Optimization of Scientific Reasoning: a Data-Driven Approach
Dissertation, (
2019)
Copy
BIBTEX
Abstract
Scientific reasoning represents complex argumentation patterns that eventually lead to scientific discoveries. Social epistemology of science provides a perspective on the scientific community as a whole and on its collective knowledge acquisition. Different techniques have been employed with the goal of maximization of scientific knowledge on the group level. These techniques include formal models and computer simulations of scientific reasoning and interaction. Still, these models have tested mainly abstract hypothetical scenarios. The present thesis instead presents data-driven approaches in social epistemology of science. A data-driven approach requires data collection and curation for its further usage, which can include creating empirically calibrated models and simulations of scientific inquiry, performing statistical analyses, or employing data- mining techniques and other procedures.
We present and analyze in detail three co-authored research projects on which the thesis’ author was engaged during her PhD. The first project sought to identify optimal team composition in high energy physics laboratories using data-mining techniques. The results of this project are published in (Perović et al. 2016), and indicate that projects with smaller numbers of teams and team members outperform bigger ones. In the second project, we attempted to determine whether there is an epistemic saturation point in experimentation in high energy physics. The initial results from this project are published in (Sikimić et al. 2018). In the thesis, we expand on this topic by using computer simulations to test for biases that could induce scientists to invest in projects beyond their epistemic saturation point. Finally, in previous examples of data-driven analyses, citations are used as a measure of epistemic efficiency of projects in high energy physics. In order to additionally justify and analyze the usage of this parameter in their data-driven research, in the third project Perović & Sikimić (2019) analyzed and compared inductive patterns in experimental physics and biology with the reliability of citation records in these fields. They conclude that while citations are a relatively reliable measure of efficiency in high energy physics research, the same does not hold for the majority of research in experimental biology.

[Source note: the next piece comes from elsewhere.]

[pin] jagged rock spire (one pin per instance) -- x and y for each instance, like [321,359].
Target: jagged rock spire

Additionally, contributions of the author that are for the first time published in this theses are: (a) an empirically calibrated model of scientific interaction of research groups in biology, (b) a case study of irregular argumentation patterns in some pathogen discoveries, and (c) an introductory discussion of the benefits and limitations of data- driven approaches to the social epistemology of science. Using computer simulations of an empirically calibrated model, we demonstrate that having several levels of hierarchy and division into smaller research sub-teams is epistemically beneficial for researchers in experimental biology. We also show that argumentation analysis in biology represents a good starting point for further data-driven analyses in the field. Finally, we conclude that a data-driven approach is informative and useful for science policy, but requires careful considerations about data collection, curation, and interpretation.